Screening and Assessment

Standardized Procedures

In a Zero Suicide approach, procedures to screen and assess individuals for suicide risk are standardized. When procedures are standardized, staff can use the same language to discuss an individual’s risk status and coordinate appropriate care. T are more thoroughly explored below and we include a list of commonly used screening and assessment tools.

In a Zero Suicide approach:
  • All individuals are screened for suicide risk at their first contact with the organization and at every subsequent contact. All staff members use the same tool and procedures to ensure that individuals at risk of suicide are identified.
  • Clinicians conduct a thorough suicide risk assessment when an individual screens positive for suicide risk.1  All staff members use a standardized assessment tool and procedure to gather relevant information to fully assess an individual’s suicide risk and create a plan to address that risk.1

Collaboration and Empathy

Screening and assessing for suicide risk is more than just asking the right questions in the right order and documenting the answers.
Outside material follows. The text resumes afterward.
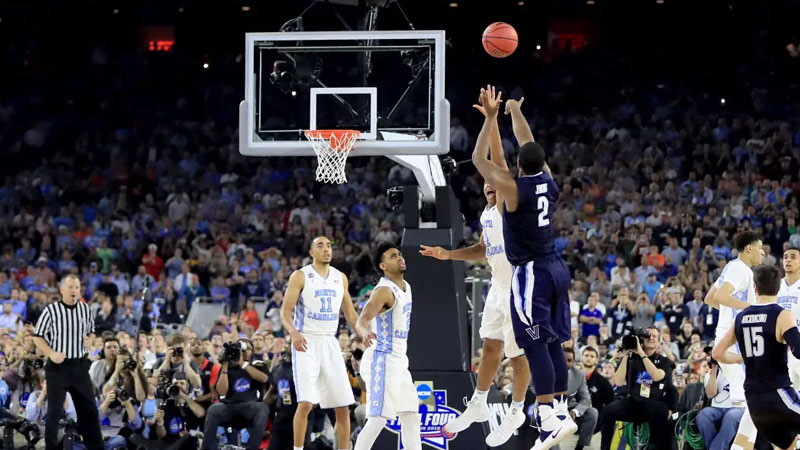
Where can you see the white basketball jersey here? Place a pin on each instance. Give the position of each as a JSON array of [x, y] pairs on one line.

As one person with lived experience has stated, "Don’t treat it like a checklist on a clipboard."

When organizations develop a caring, confident, and competent workforce then staff members are comfortable talking with individuals about suicidal thoughts and behaviors. When staff have confidence in their ability to manage an individual’s suicide risk they can determine the least restrictive and supportive environment for the individual.

Training for staff should include:

  • How to adopt a collaborative stance that reflects empathy, genuineness, and hope.
  • How to express understanding of the individual’s ambivalence and that their desire to die is to relieve their intolerable pain. 
  • Engender confidence that there are alternatives to suicide and how to empower the individual in care to use the available services to help reduce their pain.
  • How to treat the screening and assessment process as an exploration of what happened to the individual, not as a task to complete or an examination of what is wrong with the individual.

Resistance

One barrier to consistent screening and assessing risk is mistaken beliefs about suicide and its causes. The Attitudes and Beliefs about Suicide activity can walk through how some of these beliefs might contribute to barriers to suicide risk screening.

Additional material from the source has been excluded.